DanielLC comments on Comments on "When Bayesian Inference Shatters"? - Less Wrong Discussion
You are viewing a comment permalink. View the original post to see all comments and the full post content.
You are viewing a comment permalink. View the original post to see all comments and the full post content.
Comments (31)
The maximum of the absolute value of the log of the ratio between the probability of a given hypothesis on each prior. That is the log of the highest possible odds of a piece of evidence that brings you from one prior to the other.

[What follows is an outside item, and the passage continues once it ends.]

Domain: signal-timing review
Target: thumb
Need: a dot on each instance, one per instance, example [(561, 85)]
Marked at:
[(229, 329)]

I'm unclear on your terminology. I take a prior to be a distribution over distributions; in practice, usually a distribution over the parameters of a parameterised family. Let P1 and P2 be two priors of this sort, distributions over some parameter space Q. Write P1(q) for the probability density at q, and P1(x|q) for the probability density at x for parameter q. x varies over the data space X.
Is the distance measure you are proposing max_{q in Q} abs log( P1(q) / P2(q) )?
Or is it max_{q in Q,x in X} abs log( P1(x|q) / P2(x|q) )?
Or max_{q in Q,x in X} abs log( (P1(q)P1(x|q)) / (P2(q)P2(x|q)) )?
Or something else?
A distribution over distributions just becomes a distribution. Just use P(x) = integral_{p} P(x|q)P(q)dq. The distance I'm proposing is max_x abs log(P1(x) / P2(x)) = max_x abs (log(integral_{p} P1(x|q) P1(q) dq) - integral_p P2(x|q) P2(q) dq)).
I think it might be possible to make this better. If Alice and Bob both agree that x is unlikely, then both disagreeing about the probability seems like less of a problem. For example, if Alice thinks it's one-in-a-million, and Bob think it's one-in-a-billion, then Alice would need a thousand-to-one evidence ratio to believe what Bob believes which means that that piece of evidence has a one-in-a-thousand chance of occurring, but since it only has a one-in-a-million chance of being needed, that doesn't matter much. It seems like it would only make a one-in-a-thousand difference. If you do it this way, it would need to be additive, but the distance is still at most the metric I just gave.
The metric for this would be:
integral_x log(max(P1(x), P2(x)) max(P1(x) / P2(x), P2(x) / P1(x)))
= integral_x log(max(P1^2(x) / P2(x), P2^2(x) / P1(x)))